Le rapport souligne ensuite un phénomène tout aussi important si ce n’est plus pour saisir l’organisation des services publics en zone rurale, à savoir leur externalisation sur des acteurs privés ou des collectivités territoriales – agences postales, bureaux de tabac, garages privés, structures associatives de médiation numérique… – et/ou sur les usagers eux-mêmes. Ainsi, concernant les services relevant de « l’administratif », la tendance est à l’ouverture de nombreux guichets mutualisés, « maisons de services au public » (MSAP) ou plus récemment lieux labellisés « France services ». Sans être véritablement « de proximité » – leur implantation se limite souvent, sauf dans le cas de services itinérants, aux principaux bourgs faisant office historiquement de pôles administratifs – ces « guichets » consistent parfois dans la simple mise à disposition de matériel informatique sans personnel dédié, comme dans le cas des MSAP postales. Même lorsqu’ils s’attachent à délivrer un service de meilleure qualité, ils emportent donc le risque d’une dualisation des services publics.

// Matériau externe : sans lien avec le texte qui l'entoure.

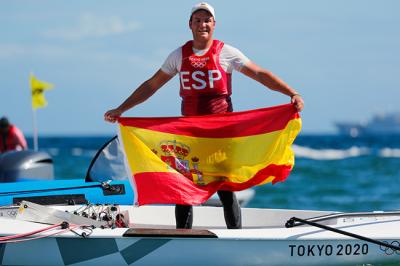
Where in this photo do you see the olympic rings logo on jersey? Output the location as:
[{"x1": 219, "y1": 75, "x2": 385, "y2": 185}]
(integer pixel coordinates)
[{"x1": 189, "y1": 56, "x2": 210, "y2": 68}]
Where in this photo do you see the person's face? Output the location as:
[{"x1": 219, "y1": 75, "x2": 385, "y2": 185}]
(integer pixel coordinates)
[{"x1": 189, "y1": 10, "x2": 215, "y2": 41}]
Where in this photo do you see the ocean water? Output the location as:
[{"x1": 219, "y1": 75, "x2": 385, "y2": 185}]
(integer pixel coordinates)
[{"x1": 28, "y1": 135, "x2": 400, "y2": 211}]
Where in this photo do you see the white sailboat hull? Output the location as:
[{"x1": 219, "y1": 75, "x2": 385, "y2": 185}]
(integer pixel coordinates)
[{"x1": 0, "y1": 206, "x2": 400, "y2": 266}]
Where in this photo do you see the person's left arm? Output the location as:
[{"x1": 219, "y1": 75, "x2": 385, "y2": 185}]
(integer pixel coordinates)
[{"x1": 240, "y1": 61, "x2": 304, "y2": 111}]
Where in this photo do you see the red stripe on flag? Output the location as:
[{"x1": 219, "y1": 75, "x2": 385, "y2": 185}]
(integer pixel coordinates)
[
  {"x1": 135, "y1": 164, "x2": 291, "y2": 205},
  {"x1": 118, "y1": 104, "x2": 299, "y2": 138}
]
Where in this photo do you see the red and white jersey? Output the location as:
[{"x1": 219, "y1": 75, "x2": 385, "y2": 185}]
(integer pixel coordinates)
[
  {"x1": 161, "y1": 40, "x2": 249, "y2": 115},
  {"x1": 179, "y1": 40, "x2": 232, "y2": 98}
]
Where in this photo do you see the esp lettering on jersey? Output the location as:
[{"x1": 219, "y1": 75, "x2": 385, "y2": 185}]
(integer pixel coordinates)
[{"x1": 179, "y1": 40, "x2": 232, "y2": 98}]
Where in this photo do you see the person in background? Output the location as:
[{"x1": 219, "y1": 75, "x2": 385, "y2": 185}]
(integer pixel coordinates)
[
  {"x1": 0, "y1": 117, "x2": 28, "y2": 153},
  {"x1": 104, "y1": 3, "x2": 304, "y2": 229}
]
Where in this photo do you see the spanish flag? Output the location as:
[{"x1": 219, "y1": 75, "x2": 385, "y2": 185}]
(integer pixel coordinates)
[
  {"x1": 119, "y1": 104, "x2": 301, "y2": 205},
  {"x1": 30, "y1": 73, "x2": 54, "y2": 109}
]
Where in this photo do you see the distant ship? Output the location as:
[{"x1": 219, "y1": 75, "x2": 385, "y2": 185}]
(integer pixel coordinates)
[{"x1": 335, "y1": 113, "x2": 400, "y2": 137}]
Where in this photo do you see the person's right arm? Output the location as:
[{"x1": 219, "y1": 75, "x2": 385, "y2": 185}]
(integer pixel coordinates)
[{"x1": 104, "y1": 69, "x2": 173, "y2": 123}]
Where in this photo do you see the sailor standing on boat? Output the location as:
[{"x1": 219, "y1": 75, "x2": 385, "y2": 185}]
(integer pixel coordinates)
[{"x1": 104, "y1": 3, "x2": 304, "y2": 229}]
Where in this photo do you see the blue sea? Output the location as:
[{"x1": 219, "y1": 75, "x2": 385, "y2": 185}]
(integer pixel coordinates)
[{"x1": 28, "y1": 135, "x2": 400, "y2": 211}]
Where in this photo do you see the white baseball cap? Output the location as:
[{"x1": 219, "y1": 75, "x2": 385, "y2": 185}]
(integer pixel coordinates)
[{"x1": 190, "y1": 2, "x2": 215, "y2": 19}]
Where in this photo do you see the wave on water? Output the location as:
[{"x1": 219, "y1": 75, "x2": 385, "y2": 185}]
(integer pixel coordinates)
[{"x1": 292, "y1": 145, "x2": 370, "y2": 160}]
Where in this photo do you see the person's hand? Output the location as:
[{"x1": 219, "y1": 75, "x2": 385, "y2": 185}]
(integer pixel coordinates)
[
  {"x1": 104, "y1": 108, "x2": 122, "y2": 123},
  {"x1": 290, "y1": 94, "x2": 304, "y2": 112}
]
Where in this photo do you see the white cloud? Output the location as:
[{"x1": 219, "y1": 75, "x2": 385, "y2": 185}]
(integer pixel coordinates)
[{"x1": 44, "y1": 13, "x2": 141, "y2": 40}]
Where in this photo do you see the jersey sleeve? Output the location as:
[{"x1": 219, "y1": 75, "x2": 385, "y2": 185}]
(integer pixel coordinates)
[
  {"x1": 221, "y1": 44, "x2": 250, "y2": 72},
  {"x1": 161, "y1": 47, "x2": 182, "y2": 76}
]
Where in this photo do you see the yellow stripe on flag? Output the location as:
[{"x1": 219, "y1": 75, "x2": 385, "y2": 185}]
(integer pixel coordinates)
[{"x1": 120, "y1": 119, "x2": 301, "y2": 184}]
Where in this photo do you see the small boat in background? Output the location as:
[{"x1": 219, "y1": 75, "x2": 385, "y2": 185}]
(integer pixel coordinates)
[
  {"x1": 335, "y1": 113, "x2": 400, "y2": 137},
  {"x1": 0, "y1": 136, "x2": 255, "y2": 206}
]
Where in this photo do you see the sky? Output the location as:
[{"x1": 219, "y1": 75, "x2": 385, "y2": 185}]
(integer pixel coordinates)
[{"x1": 0, "y1": 0, "x2": 400, "y2": 136}]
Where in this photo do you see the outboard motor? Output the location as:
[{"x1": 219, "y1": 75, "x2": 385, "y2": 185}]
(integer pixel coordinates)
[{"x1": 0, "y1": 150, "x2": 54, "y2": 183}]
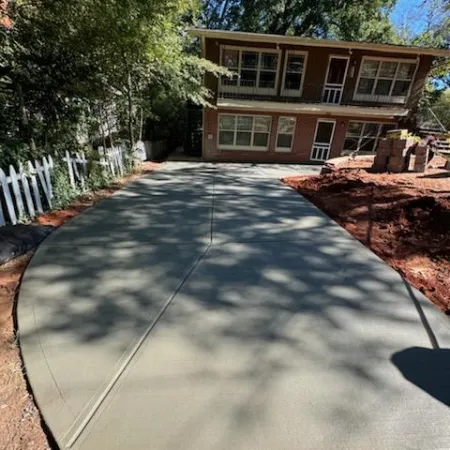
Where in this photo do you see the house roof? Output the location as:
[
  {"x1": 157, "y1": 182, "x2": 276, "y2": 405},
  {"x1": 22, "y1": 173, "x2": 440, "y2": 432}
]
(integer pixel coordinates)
[
  {"x1": 217, "y1": 99, "x2": 408, "y2": 119},
  {"x1": 188, "y1": 28, "x2": 450, "y2": 57}
]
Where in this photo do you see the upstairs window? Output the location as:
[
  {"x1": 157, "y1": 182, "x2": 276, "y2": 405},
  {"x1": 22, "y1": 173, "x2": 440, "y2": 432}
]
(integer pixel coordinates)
[
  {"x1": 355, "y1": 58, "x2": 417, "y2": 103},
  {"x1": 344, "y1": 122, "x2": 396, "y2": 152},
  {"x1": 221, "y1": 47, "x2": 279, "y2": 94},
  {"x1": 275, "y1": 117, "x2": 296, "y2": 152},
  {"x1": 283, "y1": 50, "x2": 306, "y2": 96}
]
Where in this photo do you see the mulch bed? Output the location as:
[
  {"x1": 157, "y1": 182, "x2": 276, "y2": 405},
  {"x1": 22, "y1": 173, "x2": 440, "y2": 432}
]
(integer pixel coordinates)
[
  {"x1": 283, "y1": 159, "x2": 450, "y2": 314},
  {"x1": 0, "y1": 162, "x2": 158, "y2": 450}
]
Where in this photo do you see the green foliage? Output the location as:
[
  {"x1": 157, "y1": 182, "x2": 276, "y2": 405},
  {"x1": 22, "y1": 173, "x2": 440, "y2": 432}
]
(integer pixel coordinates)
[
  {"x1": 201, "y1": 0, "x2": 395, "y2": 42},
  {"x1": 52, "y1": 161, "x2": 81, "y2": 209},
  {"x1": 0, "y1": 0, "x2": 223, "y2": 162}
]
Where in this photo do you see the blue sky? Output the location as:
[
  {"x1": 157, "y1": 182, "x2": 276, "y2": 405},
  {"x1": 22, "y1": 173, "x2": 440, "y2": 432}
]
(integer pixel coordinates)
[{"x1": 391, "y1": 0, "x2": 440, "y2": 34}]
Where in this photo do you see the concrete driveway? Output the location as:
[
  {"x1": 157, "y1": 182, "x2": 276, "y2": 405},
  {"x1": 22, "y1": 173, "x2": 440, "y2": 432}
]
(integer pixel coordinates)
[{"x1": 18, "y1": 163, "x2": 450, "y2": 450}]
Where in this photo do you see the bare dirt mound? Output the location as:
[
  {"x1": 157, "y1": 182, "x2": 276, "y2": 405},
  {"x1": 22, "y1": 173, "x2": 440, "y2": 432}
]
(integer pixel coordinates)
[{"x1": 283, "y1": 168, "x2": 450, "y2": 314}]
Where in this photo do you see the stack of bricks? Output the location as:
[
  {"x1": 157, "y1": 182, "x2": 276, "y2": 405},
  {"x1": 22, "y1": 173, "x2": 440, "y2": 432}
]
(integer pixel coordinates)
[
  {"x1": 372, "y1": 138, "x2": 414, "y2": 173},
  {"x1": 413, "y1": 140, "x2": 430, "y2": 172}
]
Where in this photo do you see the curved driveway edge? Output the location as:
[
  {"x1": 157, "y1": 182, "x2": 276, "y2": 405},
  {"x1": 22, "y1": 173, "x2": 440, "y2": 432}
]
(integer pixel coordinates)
[{"x1": 18, "y1": 163, "x2": 450, "y2": 450}]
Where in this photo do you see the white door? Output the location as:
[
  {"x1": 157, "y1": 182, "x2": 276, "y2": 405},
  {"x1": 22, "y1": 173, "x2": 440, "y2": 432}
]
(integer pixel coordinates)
[
  {"x1": 311, "y1": 119, "x2": 336, "y2": 161},
  {"x1": 322, "y1": 56, "x2": 349, "y2": 105}
]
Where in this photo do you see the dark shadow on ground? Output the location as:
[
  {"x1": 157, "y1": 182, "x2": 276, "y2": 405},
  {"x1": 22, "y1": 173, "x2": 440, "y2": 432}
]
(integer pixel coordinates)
[{"x1": 391, "y1": 347, "x2": 450, "y2": 406}]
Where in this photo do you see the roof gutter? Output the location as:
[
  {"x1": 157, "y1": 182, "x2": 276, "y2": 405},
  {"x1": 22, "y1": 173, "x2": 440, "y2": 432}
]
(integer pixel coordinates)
[{"x1": 188, "y1": 28, "x2": 450, "y2": 58}]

Basée sur l’analyse d’une quarantaine d’entretiens, mais aussi sur une large revue de littérature, la deuxième partie du rapport avance plusieurs pistes de réflexion concernant les effets de ces mouvements de repli sur les conditions de vie des classes populaires rurales. Tout en prenant ses distances avec des visions stéréotypées présentant les habitants des zones rurales comme les seules véritables victimes des processus à l’œuvre, visions instrumentalisées par les courants politiques réactionnaires cherchant à attiser la concurrence des malheurs, elle mobilise de nombreux témoignages qui attestent à tout le moins que, à l’heure de la supposée « simplification administrative », les contraintes associées aux démarches administratives n’ont pas disparu, loin de là. Les personnes rencontrées font en effet fréquemment état de difficultés d’accès au bon interlocuteur – et/ou de défaillances des téléprocédures – et aux droits correspondants, difficultés qui semblent redoublées dans le cas de ménages composés d’individus peu dotés en capital culturel, isolés – les démarches administratives sont souvent prises dans des formes de division du travail au sein des ménages ou d’échange avec le voisinage – confrontés à la précarité économique et aux difficultés de déplacement.